Elle confie également dans les colonnes du célèbre journal américain avoir expliqué à son patron qu'elle était en instance de divorce. Andy Byron, lui lâche alors que lui aussi. Cette reconnaissance mutuelle «a en quelque sorte renforcé nos liens», précise-t-elle. A la suite de la conversation, des sentiments apparaissent rapidement, mais l'Américaine dit freiner des quatre fers, car elle sait qu'une relation avec son patron met en danger son poste de cheffe RH.
Son mari présent
Lors du concert de Coldplay, la séparation avec son mari était encore récente. Celui-ci se trouvait d'ailleurs lui aussi dans le stade du Massachusetts. Elle confie avoir été «déstabilisée», mais après quelques verres dans la loge VIP avec son patron et des amis, l'atmosphère se décontracte. Au fil du temps, avec Andy Byron, ils se comportent comme un couple. L'Américaine tient à préciser que ce soir-là était la première et unique fois qu'ils s'embrassaient.
Après quelques instants de bonheur, le retour violent à la réalité: le nouveau «couple» se voit en énorme sur un écran. «J'étais tellement gênée et horrifiée.» Elle pense en premier à son mari présent dans la salle et au fait qu'Andy Byron est son patron. Les deux employés se précipitent au bar: «On est restés assis là, la tête entre les mains, à se demander ce qui venait de se passer.»
Ils retrouvent gentiment leur esprit: «La première chose qu'on s'est dite, c'est qu'il fallait en informer le conseil d'administration.» A 4h du matin le couperet tombe: Kristin Cabot reçoit une capture d'écran d'une vidéo Tiktok. Stupeur. «Maintenant, il n'y a pas que mon mari et le conseil d'administration qui vont être au courant.» Lorsque le couple envoie sa lettre à son employeur c'est déjà trop tard. La vidéo est devenue virale.
La risée mondiale
Au sein d’Astronomer, le scandale a déclenché une enquête interne. Andy Byron a démissionné dès le week-end suivant le concert, sous la pression médiatique. Kristin Cabot, convoquée par le conseil d’administration, a d’abord été suspendue, puis invitée à reprendre son poste après l’enquête. Elle a refusé, estimant qu’elle ne pouvait plus assumer la fonction de cheffe RH tout en étant devenue, selon ses propres mots, «une punchline mondiale».

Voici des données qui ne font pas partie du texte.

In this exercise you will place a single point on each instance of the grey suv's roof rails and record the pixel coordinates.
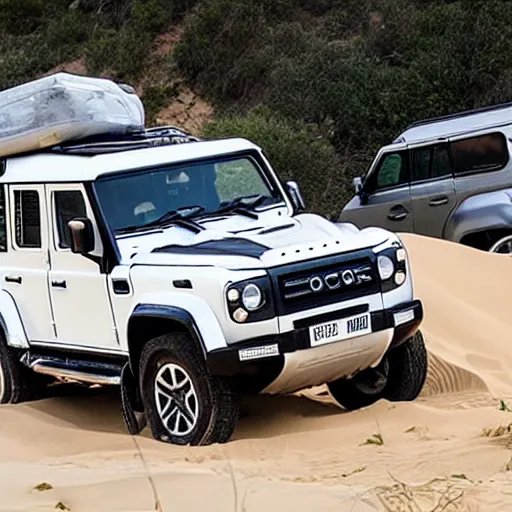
(464, 113)
(150, 137)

Kristin Cabot et Andy Byron restent en contact tout l’été, échangeant nouvelles professionnelles et messages de soutien. Début septembre, ils se rencontrent et concluent que continuer à se parler compliquerait leur reconstruction respective. Depuis, leurs échanges se limitent à quelques messages occasionnels.
«Coucher pour réussir»
Kristin Cabot rejette aujourd’hui la lecture selon laquelle elle aurait «couché pour réussir», rappelant une carrière bâtie depuis l’adolescence, des postes à responsabilité et un rôle de soutien financier pour sa famille. Elle se dit frappée par la violence particulière des critiques émanant de femmes, qu’elle décrit comme les plus virulentes, en ligne comme dans la rue.

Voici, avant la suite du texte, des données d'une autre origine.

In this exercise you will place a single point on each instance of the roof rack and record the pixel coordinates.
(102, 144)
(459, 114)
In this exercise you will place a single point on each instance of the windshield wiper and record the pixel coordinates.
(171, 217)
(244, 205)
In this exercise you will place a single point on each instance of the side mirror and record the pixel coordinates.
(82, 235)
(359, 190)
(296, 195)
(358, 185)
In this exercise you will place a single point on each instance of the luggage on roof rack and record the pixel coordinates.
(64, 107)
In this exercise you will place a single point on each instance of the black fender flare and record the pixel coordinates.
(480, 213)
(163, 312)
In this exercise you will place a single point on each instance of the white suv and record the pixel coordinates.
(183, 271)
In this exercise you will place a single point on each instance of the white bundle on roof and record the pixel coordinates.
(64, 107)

Alors que les observateurs évoquent un «lynchage médiatique» centré sur elle, bien plus que sur le CEO, Kristin Cabot se demande pourquoi la vidéo a suscité une telle fureur. Des chercheuses y voient une mécanique ancienne: voyeurisme, jugement moral, jalousie sociale, et tendance à punir plus sévèrement les femmes dans les scandales sexuels ou sentimentaux.

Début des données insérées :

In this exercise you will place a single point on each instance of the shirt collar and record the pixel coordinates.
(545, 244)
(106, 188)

Aujourd’hui, Kristin Cabot tente de se reconstruire: thérapie pour ses enfants, retour progressif à la vie sociale et activités sportives. Si elle a choisi de parler, c’est pour reprendre le contrôle d’un récit qui lui a échappé et ne plus laisser la vindicte publique définir qui elle est. Elle espère désormais que son histoire servira à interroger la mécanique qui transforme une erreur personnelle en humiliation mondiale et à rappeler qu’aucune faute ne justifie une telle violence.